Recombinant Probable menaquinol-cytochrome c reductase iron-sulfur subunit (qcrA)

What is QcrA and what is its role in bacterial respiration?

QcrA is the Rieske iron-sulfur protein subunit of the menaquinol:cytochrome c reductase complex (also known as the bc complex) in bacteria such as Bacillus subtilis. The QcrA protein is a component of the respiratory electron transport chain that catalyzes electron transfer from menaquinol to c-type cytochromes .

The bc complex in B. subtilis represents a distinct class of bc-type complexes that differs from the more commonly studied bc₁ and b₆f complexes. QcrA contains a high-potential [2Fe-2S] Rieske-type cluster that functions as an electron carrier in this respiratory pathway . As part of the three-subunit menaquinol:cytochrome c reductase (QcrABC complex), it plays a critical role in energy generation through the proton-motive force across the cytoplasmic membrane .

How is the QcrA protein structurally organized?

QcrA in B. subtilis is a 167-amino acid protein containing a characteristic Rieske-type [2Fe-2S] cluster . The protein has a domain organization that includes:

• A membrane-anchoring domain that secures it to the cytoplasmic membrane

• A soluble domain containing the iron-sulfur cluster that extends into the periplasmic space

• Conserved cysteine and histidine residues that coordinate the [2Fe-2S] cluster

The iron-sulfur cluster in QcrA is coordinated by two cysteine and two histidine residues in a highly conserved arrangement typical of Rieske proteins. This coordination scheme contributes to the relatively high redox potential of the [2Fe-2S] cluster compared to other iron-sulfur proteins .

What experimental approaches are used to study QcrA function in bacterial systems?

Multiple experimental approaches have been employed to characterize QcrA function:

These methodologies have established that QcrA is essential for proper respiratory function, particularly under oxygen-limited conditions, and that its absence affects growth on nitrate and TMAO but not on fumarate .

What are the optimal conditions for recombinant expression of QcrA protein?

The expression of recombinant QcrA presents challenges due to the requirement for proper iron-sulfur cluster insertion. Based on available research, the following methodological approach is recommended:

• Expression system selection: While E. coli is commonly used for recombinant protein expression, mammalian cell lines like Chinese hamster ovary (CHO) cells can be advantageous for proper folding and post-translational modifications of complex proteins like QcrA .

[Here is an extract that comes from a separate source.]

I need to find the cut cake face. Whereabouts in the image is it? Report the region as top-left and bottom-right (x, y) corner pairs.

• Vector optimization: The addition of regulatory elements such as Kozak sequences and leader peptides upstream of the target gene significantly enhances expression levels of recombinant proteins . For QcrA specifically:

  • Include the native Tat signal peptide if membrane insertion is desired

  • Consider fusion tags that do not interfere with iron-sulfur cluster formation

• Culture conditions: Supplement growth media with iron sources (ferric ammonium citrate) and induction at lower temperatures (16-18°C) to promote proper folding and cluster assembly .

• Co-expression strategies: Co-express iron-sulfur cluster assembly proteins (e.g., ISC or SUF system components) to enhance cluster incorporation when expressing QcrA in heterologous systems .

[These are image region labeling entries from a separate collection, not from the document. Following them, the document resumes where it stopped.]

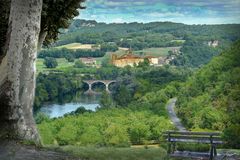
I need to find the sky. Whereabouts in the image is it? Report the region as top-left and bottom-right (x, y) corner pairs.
(77, 0), (240, 24)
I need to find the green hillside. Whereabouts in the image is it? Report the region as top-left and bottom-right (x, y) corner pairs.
(177, 41), (240, 148)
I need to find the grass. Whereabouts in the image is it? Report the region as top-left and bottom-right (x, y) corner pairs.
(171, 39), (186, 43)
(106, 47), (181, 57)
(60, 146), (168, 160)
(56, 43), (92, 49)
(135, 47), (181, 57)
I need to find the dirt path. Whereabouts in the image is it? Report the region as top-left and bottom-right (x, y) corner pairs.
(0, 141), (80, 160)
(167, 98), (186, 131)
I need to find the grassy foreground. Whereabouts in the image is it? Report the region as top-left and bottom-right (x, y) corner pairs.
(58, 146), (168, 160)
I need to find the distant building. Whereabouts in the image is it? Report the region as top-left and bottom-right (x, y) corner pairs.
(144, 56), (159, 65)
(208, 40), (219, 48)
(112, 49), (158, 67)
(80, 57), (97, 66)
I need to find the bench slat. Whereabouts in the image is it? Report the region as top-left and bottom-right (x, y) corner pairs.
(165, 131), (221, 136)
(170, 138), (223, 144)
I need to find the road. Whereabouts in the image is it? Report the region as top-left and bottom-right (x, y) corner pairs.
(167, 98), (186, 131)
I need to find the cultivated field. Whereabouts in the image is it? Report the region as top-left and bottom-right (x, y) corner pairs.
(56, 43), (97, 50)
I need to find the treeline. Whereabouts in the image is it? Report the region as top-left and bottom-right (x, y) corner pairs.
(55, 20), (240, 50)
(38, 48), (106, 58)
(174, 41), (240, 148)
(38, 108), (173, 147)
(171, 37), (230, 68)
(34, 73), (82, 111)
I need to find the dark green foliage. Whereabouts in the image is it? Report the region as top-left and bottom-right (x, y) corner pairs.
(177, 41), (240, 148)
(171, 37), (226, 67)
(138, 58), (150, 68)
(38, 108), (172, 147)
(65, 54), (75, 62)
(44, 57), (58, 68)
(100, 91), (114, 109)
(40, 0), (85, 44)
(34, 73), (81, 110)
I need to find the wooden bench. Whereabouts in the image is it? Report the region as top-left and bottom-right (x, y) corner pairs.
(164, 131), (224, 160)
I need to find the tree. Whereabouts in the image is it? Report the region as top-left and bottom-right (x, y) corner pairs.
(74, 60), (85, 68)
(44, 57), (58, 68)
(100, 91), (113, 108)
(0, 0), (85, 143)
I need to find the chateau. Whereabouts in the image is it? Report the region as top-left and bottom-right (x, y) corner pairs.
(112, 49), (158, 67)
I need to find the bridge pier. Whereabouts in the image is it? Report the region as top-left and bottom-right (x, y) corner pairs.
(83, 80), (116, 94)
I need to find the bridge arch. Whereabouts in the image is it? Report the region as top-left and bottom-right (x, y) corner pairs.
(83, 80), (116, 93)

The implementation of this methodological framework has been shown to improve both transient and stable expression of complex iron-sulfur proteins, with yields sufficient for biochemical and structural characterization .

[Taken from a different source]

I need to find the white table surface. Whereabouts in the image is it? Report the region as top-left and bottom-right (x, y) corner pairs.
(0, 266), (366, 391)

How can iron-sulfur cluster integrity be maintained during QcrA purification?

Maintaining the integrity of the [2Fe-2S] cluster in QcrA during purification is critical for functional studies. The following protocol has been validated for preserving cluster integrity:

• Anaerobic conditions: Perform all purification steps under strict anaerobic conditions (e.g., in an anaerobic chamber with 2-5% H₂ atmosphere) to prevent oxidative damage to the iron-sulfur cluster .

• Buffer composition:

  • Include reducing agents such as DTT (1-5 mM) or β-mercaptoethanol

  • Maintain pH between 7.5-8.0

  • Include glycerol (10-15%) to stabilize the protein structure

  • Consider adding small amounts of detergent (0.01-0.05% dodecyl maltoside) if purifying the membrane-bound form

• Cluster reconstitution: If cluster loss occurs during purification, reconstitution can be performed using established protocols:

  • Treat apo-protein with DTT (5 mM) in anaerobic conditions

  • Add ferric ammonium citrate at 4:1 stoichiometry (iron to protein)

  • Add Li₂S slowly at equimolar ratio to iron

  • Remove unbound iron and sulfide by size exclusion chromatography

• Assessment of cluster integrity: Monitor the characteristic absorption spectrum between 350-450 nm, which is indicative of [4Fe-4S] or [2Fe-2S] clusters .

Attention to these methodological details has been shown to preserve up to 85-90% of iron-sulfur cluster integrity during purification, enabling meaningful functional and structural analyses .

What factors affect iron-sulfur cluster stability in QcrA?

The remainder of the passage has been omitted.